Ce rapport n'est pas une finalité ni une mauvaise nouvelle pour le projet du port, c'est une étape. L'enquête du CGEDD est un préalable obligatoire à tout chantier de ce type en France. Elle est demandée par le ministère de l'écologie et du développement durable et fondée sur un document envoyé par le port. Le dossier présente toutefois plusieurs lacunes mis en avant par les enquêteurs.

Plus d'explications sur les risques de pollution

C'est le premier point mis en avant dans ce rapport. La commission regrette qu'il n'y ai pas plus d'informations explicites ni de prise en considération du risque que représente la mise en suspension de sédiments lors des opérations de dragage pour le creusement du port en eau profonde. L'autorité environnementale souhaiterait que des études soient réalisées pour obtenir de plus vastes informations à ce sujet, notamment sur les conséquences que pourraient avoir ce projet sur la faune et la flore aquatique.  

Pollution sonore et évolution du trafic

C'est le deuxième point que critique le CGEDD et encore une fois il s'agit d'un manque de données à ce sujet. Les enquêteurs reprochent aux responsables du grand port de ne pas avoir pris en compte les pollutions acoustiques que le chantier et le projet feront subir à la population pointoise et à la faune aquatique environnante. Il pointe aussi du doigt le manque de prise en considération de l'évolution de la navigation dans la baie et de l'augmentation du trafic sur la zone.
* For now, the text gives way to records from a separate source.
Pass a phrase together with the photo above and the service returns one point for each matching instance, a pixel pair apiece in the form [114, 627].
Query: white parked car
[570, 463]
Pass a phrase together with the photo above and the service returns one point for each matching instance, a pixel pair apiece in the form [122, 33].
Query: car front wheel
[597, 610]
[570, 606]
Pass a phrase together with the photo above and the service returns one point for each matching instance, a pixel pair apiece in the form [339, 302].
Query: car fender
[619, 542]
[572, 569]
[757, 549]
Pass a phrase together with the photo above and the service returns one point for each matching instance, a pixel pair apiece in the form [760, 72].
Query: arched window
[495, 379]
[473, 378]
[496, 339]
Quid de la dispersion des sédiments?

Le projet du grand port prévoit le rejet de 92% des sédiments extraits lors du dragage au large de nos côtes. Une décision que ne rejette pas l'autorité mais elle demande un examen plus approfondi de ces restes afin de s'assurer qu'ils ne représentent pas un risque de contamination ou de pollution. Elle souhaite aussi qu'un suivi des impacts soit réalisé sur ces rejets après l'enfouissement. Elle demande également une justification de cette décision d'enfouissement et s'étonne de la non-réutilisation de ces sédiments dans le projet. Seuls 600 000 mètre cube sur les 7 millions qui seront extraits seront exploités par Guadeloupe Port Caraïbe pour la réalisation des terre-pleins de stockage.

Pourquoi la Guadeloupe?

C'est la question générale qui est posée par l'agence environnementale du CGEDD. Au vu de ces lacunes, la commission d'enquête demande une meilleure présentation des raisons qui ont poussé à choisir ce projet plutôt que les autres présentés par d'autres ports de la caraïbe.
Il n'est pas obligatoire de répondre à ce rapport mais Laurent Martens, le directeur du port, a annoncé qu'un document revenant point par point sur les lacunes invoquées serait renvoyé au ministère de l'environnement.